Acute toxicity: via inhalation route

Endpoint conclusion

Endpoint conclusion:

no study available

Acute toxicity: via dermal route

Endpoint conclusion

Endpoint conclusion:

no study available

Additional information

BA-Salz is the butyl ammonium salt of Ramatroban (Bay U 3405).

The acute oral toxicity of Bay u 3405 was moderate with an LD50 value of 1000 - 1250 mg/kg bw in rats. Mortality occurred at doses of 1000 to 1250 mg/kg bw and higher. Clinical signs were observed as uncoordinated gait, labored breathing, reduced motility and narrow palpebral fussures in females of the 630 mg/kg bw group and in most of the animals of the higher dose groups. In animals that died during the observation period a black discoloration of liver and spleen, and a dark-red discoloration of lung was detected as a consequence of severe disturbance of the microcirculation.

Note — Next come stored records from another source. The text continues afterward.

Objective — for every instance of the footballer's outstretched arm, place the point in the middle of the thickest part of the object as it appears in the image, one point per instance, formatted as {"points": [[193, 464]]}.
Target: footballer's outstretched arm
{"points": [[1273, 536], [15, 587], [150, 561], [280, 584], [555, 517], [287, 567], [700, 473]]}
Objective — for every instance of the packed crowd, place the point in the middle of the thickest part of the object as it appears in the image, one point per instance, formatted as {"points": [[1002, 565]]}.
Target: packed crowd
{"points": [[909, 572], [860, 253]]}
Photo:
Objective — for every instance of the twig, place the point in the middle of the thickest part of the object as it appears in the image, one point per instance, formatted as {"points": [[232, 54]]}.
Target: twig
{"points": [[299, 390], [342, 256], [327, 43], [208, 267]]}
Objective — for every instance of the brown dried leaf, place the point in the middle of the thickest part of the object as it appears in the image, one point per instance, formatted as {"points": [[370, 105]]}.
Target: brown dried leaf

Justification for selection of acute toxicity – oral endpoint
most relevant study on rats

Justification for classification or non-classification

Based on the study results (oral LD50: 1000 - 1250 mg/kg bw) a classification with R22 (harmful if swallowed) according to Directive 67/548/EEC or with Acute Toxicity Cat. 4 (H302:harmful if swallowed) according to Regulation (EC) No. 1272/2008 (CLP) is required.